Keyan Zandy, Director of Operations for Skiles Group and a Lean Construction advocate, says it’s important to utilize tools and processes that allow superintendents and foreman to communicate quickly. “The jobs that have the best communication are the most successful,” Zandy says.
And that’s where FieldLens comes in. Skiles Group’s field staff are using it for daily and weekly reports, submittals, RFIs, and issue tracking. “Some of our staff have told us their email use has been cut in half,” Zandy says. “They pretty much coordinate everything in FieldLens.”

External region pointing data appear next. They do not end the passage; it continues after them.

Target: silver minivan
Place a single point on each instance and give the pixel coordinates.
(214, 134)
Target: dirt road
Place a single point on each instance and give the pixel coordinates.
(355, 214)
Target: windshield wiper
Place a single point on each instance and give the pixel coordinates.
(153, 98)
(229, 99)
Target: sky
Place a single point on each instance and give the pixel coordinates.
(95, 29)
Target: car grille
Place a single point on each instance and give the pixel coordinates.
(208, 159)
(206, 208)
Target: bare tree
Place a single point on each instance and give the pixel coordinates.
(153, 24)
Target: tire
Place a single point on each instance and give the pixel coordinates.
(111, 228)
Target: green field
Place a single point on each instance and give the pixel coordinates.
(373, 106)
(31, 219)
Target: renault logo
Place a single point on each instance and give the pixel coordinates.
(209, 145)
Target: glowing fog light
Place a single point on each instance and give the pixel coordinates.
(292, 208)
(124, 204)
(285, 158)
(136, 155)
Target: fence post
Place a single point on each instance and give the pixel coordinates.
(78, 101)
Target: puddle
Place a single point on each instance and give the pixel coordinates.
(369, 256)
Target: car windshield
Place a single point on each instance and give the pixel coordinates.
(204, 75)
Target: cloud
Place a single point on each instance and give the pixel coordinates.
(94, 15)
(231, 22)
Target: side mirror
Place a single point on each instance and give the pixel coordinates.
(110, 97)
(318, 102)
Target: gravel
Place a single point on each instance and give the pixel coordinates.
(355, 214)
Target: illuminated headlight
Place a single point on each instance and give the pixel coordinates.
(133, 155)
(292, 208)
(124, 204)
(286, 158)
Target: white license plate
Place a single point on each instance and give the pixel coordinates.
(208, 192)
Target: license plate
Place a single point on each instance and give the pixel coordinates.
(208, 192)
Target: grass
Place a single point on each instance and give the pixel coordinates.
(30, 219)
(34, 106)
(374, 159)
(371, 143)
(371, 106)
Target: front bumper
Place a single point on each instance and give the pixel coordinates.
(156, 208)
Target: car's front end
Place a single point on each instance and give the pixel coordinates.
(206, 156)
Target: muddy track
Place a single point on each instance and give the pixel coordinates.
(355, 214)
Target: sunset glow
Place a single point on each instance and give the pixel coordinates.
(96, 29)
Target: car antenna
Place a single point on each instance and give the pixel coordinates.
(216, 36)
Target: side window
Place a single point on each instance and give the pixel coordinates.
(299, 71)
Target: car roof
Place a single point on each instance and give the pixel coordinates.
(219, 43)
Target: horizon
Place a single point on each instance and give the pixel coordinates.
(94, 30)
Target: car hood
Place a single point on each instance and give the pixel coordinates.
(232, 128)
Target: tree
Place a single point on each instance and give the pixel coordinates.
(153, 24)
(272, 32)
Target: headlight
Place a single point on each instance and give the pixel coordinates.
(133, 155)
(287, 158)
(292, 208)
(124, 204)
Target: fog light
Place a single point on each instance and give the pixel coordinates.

James Eastham Jr, VP, Construction Operations, has been at Skiles Group since 1996. He says he likes FieldLens because he can keep his eyes on more than a dozen projects at once. It gives him a quick look at any job, allowing him to be better prepared to visit a jobsite. “I can pull it up in 30 seconds in the parking lot, read the last 15 items, and walk in informed,” Eastham says.
Getting tech into the field is getting easier. The Skiles Group team has found that FieldLens is so intuitive on smartphones that it’s replacing texting. It’s especially handy for creating and posting photo items. Zandy mentions a Skiles Group superintendent with 40 years of experience who first hesitated using FieldLens, but later said, “My memory is not what it used to be, and now this is my brain.”
FieldLens is just one of the ways Skiles Group encourages sharing of information. Project leaders hold daily 15-minute huddles with the field crew to discuss the day’s objectives. On larger projects, they pull up drawings and FieldLens on a large screen TV in the trailer; on smaller projects, they utilize a portable case with a screen, computer, and printer so they can do the same thing. The idea is to keep everyone informed about what’s happening and encourage information sharing.
“Traditionally, GCs hold too much information close to their chest. I’m of the opinion it should be just the opposite,” Zandy says. “Communication is part of our culture, and so many of our processes center around how efficiently and effectively we’ll communicate with our project team members. That’s why FieldLens has been an excellent fit.”